Enhancing Information Retrieval through
Statistical Natural Language Processing: A Study of
Collocation Indexing
Ofer Arazy and Carson Woo
Abstract
Although the management of information assets—specifically, of text
documents that make up 80 percent of these assets—can provide
organizations with a competitive advantage, the ability of
information retrieval (IR) systems to deliver relevant information
to users is severely hampered by the difficulty of disambiguating
natural language. The word ambiguity problem is addressed with
moderate success in restricted settings, but continues to be the
main challenge for general settings, characterized by large,
heterogeneous document collections.
In this paper, we provide preliminary evidence for the usefulness
of statistical natural language processing (NLP) techniques, and
specifically of collocation indexing, for IR in general settings. We
investigate the effect of three key parameters on collocation
indexing performance: directionality, distance, and weighting.
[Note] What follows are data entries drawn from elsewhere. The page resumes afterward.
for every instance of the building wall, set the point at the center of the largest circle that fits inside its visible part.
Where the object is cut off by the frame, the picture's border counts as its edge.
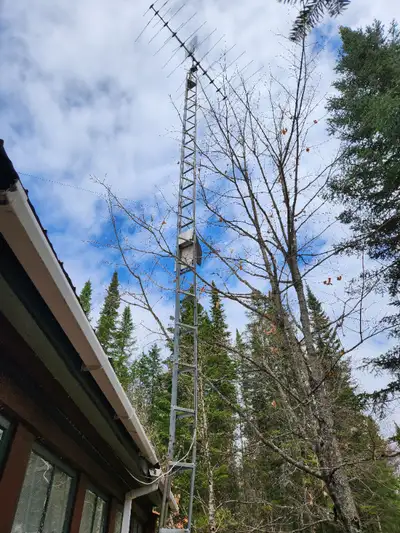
(49, 453)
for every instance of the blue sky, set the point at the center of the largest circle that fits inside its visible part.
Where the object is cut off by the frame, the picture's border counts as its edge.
(81, 101)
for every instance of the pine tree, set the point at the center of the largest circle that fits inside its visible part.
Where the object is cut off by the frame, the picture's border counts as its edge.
(311, 14)
(151, 391)
(107, 324)
(85, 297)
(122, 348)
(356, 433)
(365, 116)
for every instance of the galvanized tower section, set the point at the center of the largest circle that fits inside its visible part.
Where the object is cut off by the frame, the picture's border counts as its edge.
(183, 416)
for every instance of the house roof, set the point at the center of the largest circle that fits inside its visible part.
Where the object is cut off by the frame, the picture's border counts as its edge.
(24, 233)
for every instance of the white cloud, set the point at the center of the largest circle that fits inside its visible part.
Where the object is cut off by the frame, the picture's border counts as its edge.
(79, 97)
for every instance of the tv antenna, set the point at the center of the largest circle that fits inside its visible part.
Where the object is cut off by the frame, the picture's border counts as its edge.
(187, 259)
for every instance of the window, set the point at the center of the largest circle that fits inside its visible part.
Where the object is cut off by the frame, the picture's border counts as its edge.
(118, 520)
(94, 513)
(45, 497)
We
build on previous work in IR to (1) advance our knowledge of key
design elements for collocation indexing, (2) demonstrate gains in
retrieval precision from the use of statistical NLP for
general-settings IR, and, finally, (3) provide practitioners with a
useful cost-benefit analysis of the methods under investigation.
Keywords: Document
management, information retrieval (IR), word ambiguity, natural
language processing (NLP), collocation, distance, directionality,
weighting, general settings